No they don’t, Steve, because there aren’t any hydrothermal vents in the deep trenches. Putting a convenient hydrothermal vent in the Mariana Trench is the sort of irresponsible act that Alten employs in his pathetic effort to inject a little verisimilitude into his otherwise implausible tales. (Another possibility is that he reads as poorly as he writes and couldn’t tell the difference in all the fancy reference books he used.)

The New York Times story about the discovery of a new vent field in the Atlantic does nothing to validate his misconstructions. In the Times article, Dr. Lindsay Parson says, “ . . . plumes from these hydrothermal systems rise about 200 meters off the bottom and then they start to spread out where they become neutrally buoyant.” In other words, the heated water from hydrothermal vents rises and disperses. How Alten can read that as a warm layer that remains on the bottom is a mystery to me.

Regardless of what the warm water would do, however, Alten confuses deep trenches with hydrothermal vents. The two are completely different and are not found in the same location. The trenches are deep, V-shaped canyons, usually with a flat bottom that results from sedimentary fill. Rather than being sources of heated water, the trenches are, probably because of the thick layer of sediment, cooler than the areas immediately surrounding them.

The rift zones are located along submerged volcanic ridges and have nothing whatever to do with the deep trenches. The vents pump superheated water into the water column, which, because it is spewed out under great pressure, disperses and rises. It does not sit in a trench, because the hydrothermal vents that Alten claims to have read so much about (not, I’m happy to say, in my book “Great White Shark”; I would hate to be held responsible for that too), are not in the trenches.

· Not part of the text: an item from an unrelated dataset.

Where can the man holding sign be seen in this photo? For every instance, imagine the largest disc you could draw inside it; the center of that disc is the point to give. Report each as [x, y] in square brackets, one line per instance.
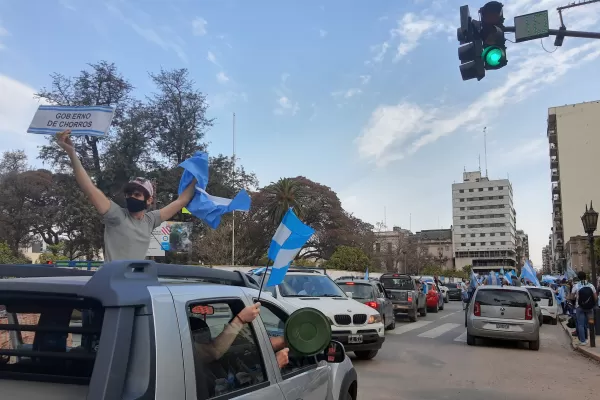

I wrote that Alten’s “sharks and whales behave like unknown animals from the planet Zarkon” (not Zargon), and he said that he didn’t remember my mentioning the planet Zargon in my book, the “key source of information regarding the Megalodon’s behavior.” Thanks for the plug, Steve, but I don’t know anything about Megalodon’s “behavior,” and neither does anybody else. We can speculate that it was a large-prey predator--it certainly had the requisite equipment--but the only thing we know for sure is that it is extinct. In his letter, Alten writes, “Since we’ve never even explored the Mariana Trench, who knows what life forms could be potentially down there, including Megalodons.” We haven’t done that much exploration of the moon or Mars, either, Steve. Do you think there might be Megs there too?

Alten seems to believe that a “first-time novelist” who had received an enormous amount of money ought to be immune from criticism (“I suggest that Ellis simply accept ‘Meg’ for what it is, a fun, action-packed novel”), as if the combination of innocence and megabucks excuses sloppy writing and dumb plotting, or worse, that everybody ought to love the book. What are a few minor mistakes, anyway, when compared to a movie deal? (Besides, if the critics were so smart, they’d be writing million-dollar novels themselves, not worrying about the stupid difference between vents and trenches.)

It is certainly Alten’s prerogative as a writer of fiction to invent anything that takes his fancy; if he wants to include a 60-foot-long bioluminescent shark, a heat-trapping trench seven miles down or even a man who slices his way out of a shark from the inside, I wish him the commercial success that he insists is “the very goal that all writers dream about.” I was upset (but hardly “outraged”) by his sloppy writing and his clumsy attempts at “science,” but it is far more distressing to read his defenses of these inadequacies, as when he tries to rationalize his erroneous interpretation of the cold water/warm water conundrum, or worse, when he suggests that Carcharodon megalodon exists today. To infer that there are much bigger and nastier sharks than those in “Jaws” swimming around is the cheapest sort of sensationalism, and--if possible--makes his letter worse than his book.